In January, the Environmental Protection Agency is supposed to announce its strategy for how it will reduce methane emissions from the oil and gas sector. Natural gas is mostly made up of methane, but when it escapes into the atmosphere, it becomes a potent source of greenhouse gas emissions. EPA Administrator Gina McCarthy suggested the strategy "will see both regulatory actions, as well as significant opportunities for voluntary action" from the industry. Environmentalists have urged McCarthy to use the same legal authority on methane that it uses to regulate carbon pollution from power plants. Obama "could regulate emissions from methane using the same Section 111D of the Clean Air Act. It's a process whereby existing infrastructure and states would come in to the EPA and say here’s how we intend to meet the standard," Environmental Defense Fund's Senior Director for Strategic Planning Elgie Holstein said. This is the final, important step to completing Obama's promise to world leaders that the U.S. will reduce its greenhouse gas emissions 17 percent over 2005 levels by 2020. Cutting carbon pollution from power plants will only get the U.S. so far toward this goal, and methane, depending on what the administration chooses, can finish the job.

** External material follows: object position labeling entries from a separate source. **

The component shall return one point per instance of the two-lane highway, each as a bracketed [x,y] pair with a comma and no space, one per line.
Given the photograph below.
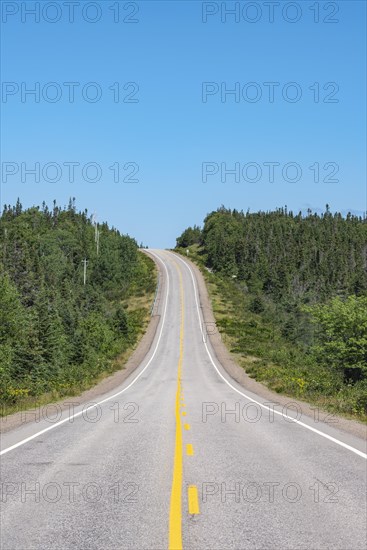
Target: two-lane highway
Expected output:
[180,456]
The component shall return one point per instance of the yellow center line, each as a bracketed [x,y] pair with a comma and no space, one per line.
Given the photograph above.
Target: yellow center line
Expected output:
[175,514]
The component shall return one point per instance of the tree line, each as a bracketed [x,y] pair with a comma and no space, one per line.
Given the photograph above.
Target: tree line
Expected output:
[58,334]
[303,278]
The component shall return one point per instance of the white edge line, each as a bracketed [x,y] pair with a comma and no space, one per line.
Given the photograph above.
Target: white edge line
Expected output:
[69,418]
[323,434]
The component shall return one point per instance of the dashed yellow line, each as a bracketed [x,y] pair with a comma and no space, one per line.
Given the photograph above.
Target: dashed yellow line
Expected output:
[193,499]
[175,514]
[189,449]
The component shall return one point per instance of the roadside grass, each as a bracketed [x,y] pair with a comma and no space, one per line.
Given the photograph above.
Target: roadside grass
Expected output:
[257,344]
[138,305]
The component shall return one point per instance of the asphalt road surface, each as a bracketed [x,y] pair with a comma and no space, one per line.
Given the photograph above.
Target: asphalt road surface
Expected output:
[180,456]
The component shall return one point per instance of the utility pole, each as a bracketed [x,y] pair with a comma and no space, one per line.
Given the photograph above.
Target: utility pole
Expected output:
[85,270]
[97,241]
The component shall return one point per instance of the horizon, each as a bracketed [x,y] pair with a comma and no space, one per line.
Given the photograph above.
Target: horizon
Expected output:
[221,110]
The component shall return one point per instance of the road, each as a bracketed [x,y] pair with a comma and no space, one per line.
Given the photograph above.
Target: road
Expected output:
[181,456]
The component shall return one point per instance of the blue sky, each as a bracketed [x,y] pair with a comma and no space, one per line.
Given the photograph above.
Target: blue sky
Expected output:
[169,132]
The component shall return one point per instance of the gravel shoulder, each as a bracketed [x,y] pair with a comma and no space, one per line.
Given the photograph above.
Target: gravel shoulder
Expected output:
[228,362]
[103,387]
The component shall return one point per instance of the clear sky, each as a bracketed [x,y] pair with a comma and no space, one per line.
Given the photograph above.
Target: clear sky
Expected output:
[178,135]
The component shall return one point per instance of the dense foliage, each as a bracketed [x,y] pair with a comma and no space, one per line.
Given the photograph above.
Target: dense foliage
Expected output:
[292,292]
[191,235]
[56,333]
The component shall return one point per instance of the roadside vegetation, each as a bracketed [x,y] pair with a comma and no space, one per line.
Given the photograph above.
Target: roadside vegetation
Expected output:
[57,335]
[289,294]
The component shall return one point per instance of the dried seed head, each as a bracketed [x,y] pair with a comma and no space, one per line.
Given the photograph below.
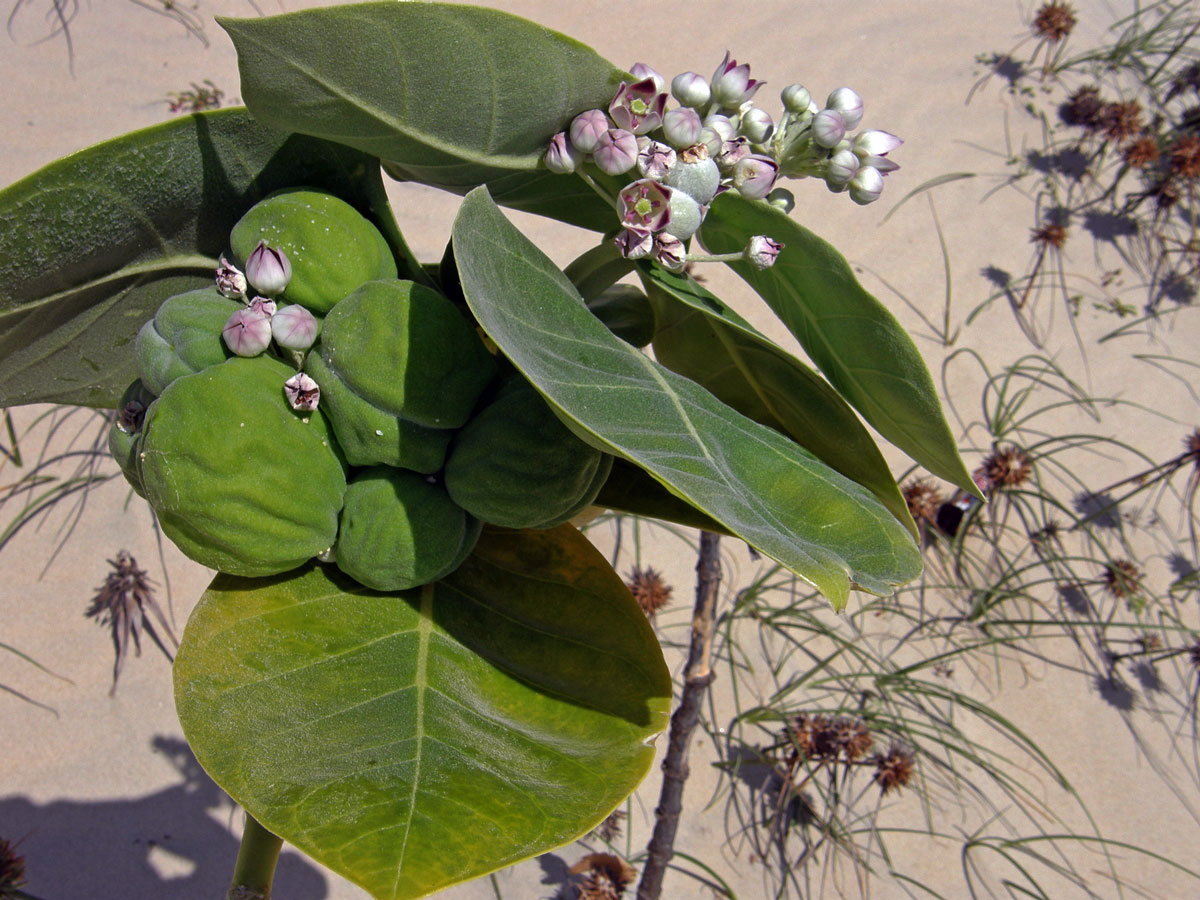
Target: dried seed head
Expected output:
[648,588]
[1141,153]
[1003,469]
[894,768]
[1121,121]
[12,869]
[1186,157]
[605,876]
[1054,21]
[923,498]
[1084,108]
[125,603]
[303,393]
[1051,234]
[1122,579]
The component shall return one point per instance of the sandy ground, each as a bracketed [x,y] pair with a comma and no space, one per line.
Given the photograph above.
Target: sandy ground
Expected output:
[102,792]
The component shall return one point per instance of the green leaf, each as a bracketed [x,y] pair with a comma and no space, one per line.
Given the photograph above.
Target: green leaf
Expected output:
[419,739]
[448,95]
[702,339]
[850,335]
[757,483]
[94,243]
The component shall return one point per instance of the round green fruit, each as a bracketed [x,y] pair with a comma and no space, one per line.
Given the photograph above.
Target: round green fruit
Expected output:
[400,367]
[331,247]
[183,337]
[239,480]
[401,529]
[516,465]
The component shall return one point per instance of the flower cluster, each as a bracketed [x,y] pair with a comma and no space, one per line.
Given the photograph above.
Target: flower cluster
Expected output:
[250,330]
[715,139]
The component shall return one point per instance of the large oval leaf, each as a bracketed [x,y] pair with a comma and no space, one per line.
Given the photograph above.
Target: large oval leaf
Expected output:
[94,243]
[448,95]
[757,483]
[414,741]
[850,335]
[701,337]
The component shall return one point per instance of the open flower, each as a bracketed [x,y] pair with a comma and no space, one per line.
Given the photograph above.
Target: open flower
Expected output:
[639,107]
[646,204]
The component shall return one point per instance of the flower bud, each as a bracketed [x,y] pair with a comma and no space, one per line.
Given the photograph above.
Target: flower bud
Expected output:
[691,90]
[849,103]
[756,125]
[681,127]
[755,175]
[685,216]
[828,127]
[561,156]
[294,328]
[264,305]
[865,186]
[616,153]
[587,129]
[796,99]
[762,251]
[268,270]
[247,333]
[783,199]
[732,84]
[841,168]
[303,393]
[645,205]
[634,243]
[231,282]
[723,125]
[641,71]
[654,160]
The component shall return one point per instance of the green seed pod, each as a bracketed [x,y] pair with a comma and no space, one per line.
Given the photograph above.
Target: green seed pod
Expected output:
[240,481]
[516,465]
[399,367]
[331,247]
[401,529]
[183,337]
[125,433]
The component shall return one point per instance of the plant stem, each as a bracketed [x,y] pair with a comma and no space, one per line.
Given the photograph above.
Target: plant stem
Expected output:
[256,863]
[696,677]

4. Veto the Keystone XL pipeline. 

A veto of the long-embattled pipeline would be a conclusive, if symbolic victory for the climate movement. Diving oil prices and economic factors may render the decision irrelevant, and pipeline owner TransCanada is pursuing alternative routes to transport oil from the tar sands to refineries on the coast. Still, a veto, which would likely only come after the Nebraska Supreme Court rules in a case about the pipeline traversing the state, would send a signal about where America's climate change priorities lie. Lately, Obama's dropped a few hints he might veto the long-embattled pipeline. In November, he did a good job summarizing the arguments against approval. "Understand what this project is: It is providing the ability of Canada to pump their oil, send it through our land, down to the Gulf, where it will be sold everywhere else," he said. "It doesn't have an impact on U.S. gas prices." At his year-end press conference, he said the pipeline would only create a "couple thousand" jobs, and that "there are a lot more direct ways to create well-paying American construction jobs."

5. Defend his legacy. 

It's important that Obama preserve his environmental achievements from 2014. A number of issues will be finalized in the coming year, including EPA rules regulating water and curbing carbon pollution for existing and new power plants. "A number of clean air and clean water regulations will cross the finish line next year,” Pierce said. “That’s why they will feel more significant, because they hit the books, but it really is a long process." To do what Obama promised on climate, the EPA can't weaken its plans. The regulations will have to survive the coal industry's court battles, and a Congress intent on derailing them.